For decades students had been taught that pure carbon could exist in two stable forms: diamond and graphite. Kroto, Curl and Smalley dismissed that simple view with the discovery of C60 in the soot formed by directing an intense laser pulse at graphite. In Kroto’s case the discovery was a spin-off into research in radio astronomy, where he had established that large carbon molecules exist in interstellar space, and were particularly common in the atmospheres of red giant stars.
It was Kroto that gave the spheres their name, after the radical American architect Richard Buckminster Fuller, who had designed ‘space-age’ geodesic domes in the 1940s and 50s, and who died in 1983, two years before the trio’s discovery. C60 is now more commonly known as fullerene, or even more familiarly as a buckyball.
Making the jump from pure chemistry to architecture was typical of Kroto, who sustained a keen interest in the arts his whole life, and in fact had a parallel career as a semi-professional graphic designer. He was planning to set up a graphic design studio when he discovered fullerenes; his new-found prominence and the subsequent research it triggered made him change his plans.
Kroto spent most of his career at the University of Sussex, but left in 2004 to take up a professorship at the Florida State University, where he again combined chemistry with astronomy.
Sir Harry wasn’t an engineer. In fact he would probably have bridled at the suggestion; not because of any antipathy towards engineering but because he was a stickler for accuracy. To put it bluntly, he was a man of very firm beliefs who had no problem at all in putting them forward; despite being an approachable and friendly man, woe betide you if you disagreed with him or got something wrong.
But such was the impact of the discovery of fullerenes that Kroto could become one of the most significant names in the history of engineering. By proving that carbon could exist in other stable geometrical structures than graphite and diamond, he paved the way for the research that led to carbon nanotubes and graphene; two materials whose properties are so extraordinary that it seems inevitable they will find some disruptive engineering application in the future, even though currently this is mostly potential.
Science communication was very important to Kroto, and stemmed in large part from his frustration that he thought science wasn’t taken seriously as a part of culture; his decision to leave the UK partly came about because he thought that successive governments underfunded and ignored science. He didn’t just talk about this; he also helped set up two educational programmes, the Vega Science Trust, which created science films including lectures and interviews with eminent scientists, and the Global Educational Outreach for Science, Engineering and Technology.

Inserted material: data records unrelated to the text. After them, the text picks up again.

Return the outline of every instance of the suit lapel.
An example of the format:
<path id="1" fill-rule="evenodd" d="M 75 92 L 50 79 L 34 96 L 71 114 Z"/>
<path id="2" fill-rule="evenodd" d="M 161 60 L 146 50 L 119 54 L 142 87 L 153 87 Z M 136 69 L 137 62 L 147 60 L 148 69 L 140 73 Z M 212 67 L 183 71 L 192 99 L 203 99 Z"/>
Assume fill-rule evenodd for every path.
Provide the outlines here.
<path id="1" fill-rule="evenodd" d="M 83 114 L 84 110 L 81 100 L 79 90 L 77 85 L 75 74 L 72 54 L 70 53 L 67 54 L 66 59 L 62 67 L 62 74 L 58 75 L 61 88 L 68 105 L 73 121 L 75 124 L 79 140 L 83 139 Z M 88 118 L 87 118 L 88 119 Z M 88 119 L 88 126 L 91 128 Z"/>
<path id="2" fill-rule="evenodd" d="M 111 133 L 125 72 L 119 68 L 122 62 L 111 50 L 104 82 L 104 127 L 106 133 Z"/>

It’s a particularly grim irony, therefore, that his death went unreported as a news story. Kroto passed away on Saturday and it’s only as I write this on Tuesday afternoon that the major newspapers have begun publishing obituaries. And this for a Nobel Laureate. It’s hard to imagine that the death of a British winner of an Oscar, Booker Prize, Grammy or any other arts award, or a prominent politician, author, actor or musician of similar age, would go unreported in the news pages or by national broadcasters for three days, even over a Bank Holiday weekend.

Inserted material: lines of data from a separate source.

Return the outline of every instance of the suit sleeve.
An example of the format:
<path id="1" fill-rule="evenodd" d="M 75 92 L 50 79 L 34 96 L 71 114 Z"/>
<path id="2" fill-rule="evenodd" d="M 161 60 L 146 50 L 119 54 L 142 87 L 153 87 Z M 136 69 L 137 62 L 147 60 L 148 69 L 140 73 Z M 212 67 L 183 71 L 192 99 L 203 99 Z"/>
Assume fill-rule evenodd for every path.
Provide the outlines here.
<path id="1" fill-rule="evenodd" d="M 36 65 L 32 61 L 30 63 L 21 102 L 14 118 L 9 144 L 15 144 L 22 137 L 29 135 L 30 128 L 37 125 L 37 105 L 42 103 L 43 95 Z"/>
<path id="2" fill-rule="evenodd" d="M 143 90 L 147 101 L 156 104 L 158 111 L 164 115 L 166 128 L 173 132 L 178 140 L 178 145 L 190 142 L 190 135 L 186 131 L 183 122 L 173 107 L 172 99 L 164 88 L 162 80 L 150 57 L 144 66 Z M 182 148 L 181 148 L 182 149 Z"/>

To put it simply: Sir Harry Kroto was a genius who changed our fundamental understanding of carbon and the universe, was driven away from his adopted country because his work was undervalued, argued and worked tirelessly to improve the standing of science and the public’s knowledge of it, and whose work may have profound effects on the technologies that shape our lives. He deserved better than being ignored until the obituaries desks could get their acts together.